Koray Düzgören
CHP’li başkanların el konulan HDP belediyeleri için bir tek sözü yok mu?
Önceki gün değerli meslek büyüğümüz ve ustamız Doğan Özgüden’in sosyal medyada bir tweet’e yaptığı yorum, sürekli tekrarladığımız bir acı gerçeğe dikkat çekiyordu.
CHP’li belediye başkanlarının arife günü yayınladıkları, "Bir tanesin Türkiyem’ başlıklı bayram mesajına Özgüden, şu yorumu iliştirmişti.
"CHP’li çok sayın belediye başkanları! HDP’nin kazandığı ve Tayyip’in gaspettiği belediyeler bu ‘Bir tane’nin neresinde? O konuda bir tek sözünüz yok mu?"
Aslında bu nottan sonra fazla söze gerek yok ama ben yine de ustamızın bıraktığı yerden devam edeyim…

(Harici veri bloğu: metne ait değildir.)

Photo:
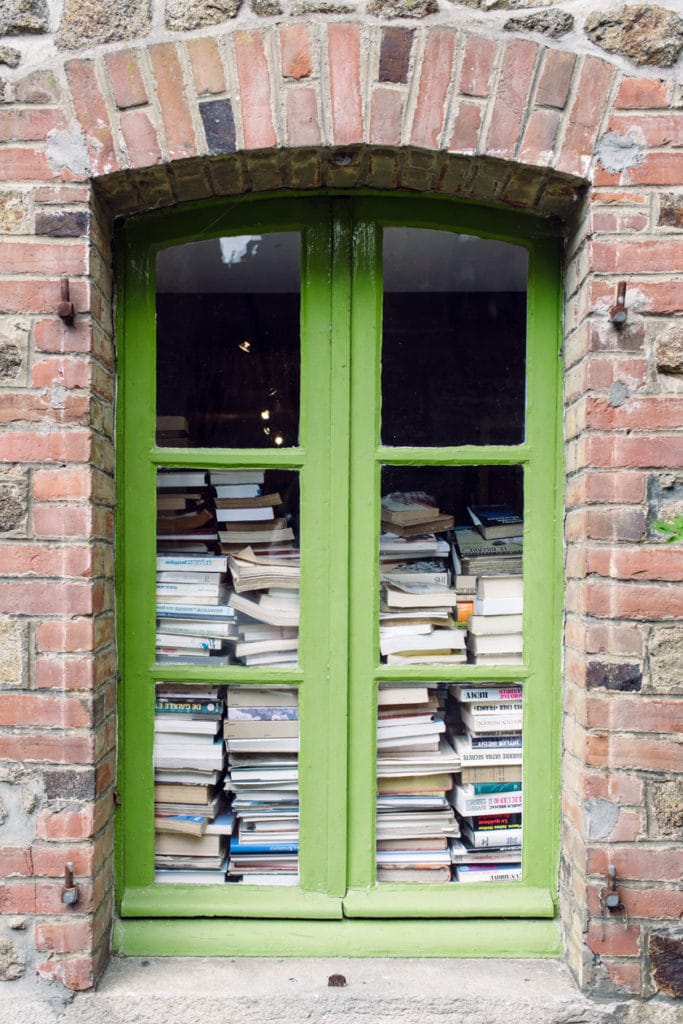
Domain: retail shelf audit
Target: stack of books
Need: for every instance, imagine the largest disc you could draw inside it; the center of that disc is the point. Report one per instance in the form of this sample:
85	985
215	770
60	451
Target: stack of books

Önce CHP’li 11 büyükşehir belediye başkanının yayınladığı mesaja bakalım.
Mesajın başlığı çok çarpıcı: Bir tanesin Türkiyem!
Hazırlanan videoda başkanlar, Ramazan Bayramı öncesi birlik, beraberlik mesajı veriyor.
Başkanların sosyal medya hesaplarından aynı anda yayınlanan videoda, "Biz biriz, birlikteyiz. 81 farklı il, bir tane Türkiye'yiz. Her zaman olduğu gibi bu zor dönemde de halkımızla, devletimizle, belediyelerimizle 81 il, bir tane Türkiye anlayışıyla beraberiz. Bir tanesin Türkiyem. Birlikte başaracağız" ifadeleri yer alıyor.
Paylaşılan videoda, başkanların başkanı oldukları şehirlerin farklı yerlerde çekilmiş görüntüleriyle birlikte birbirlerine mesajlarına da yer veriliyor.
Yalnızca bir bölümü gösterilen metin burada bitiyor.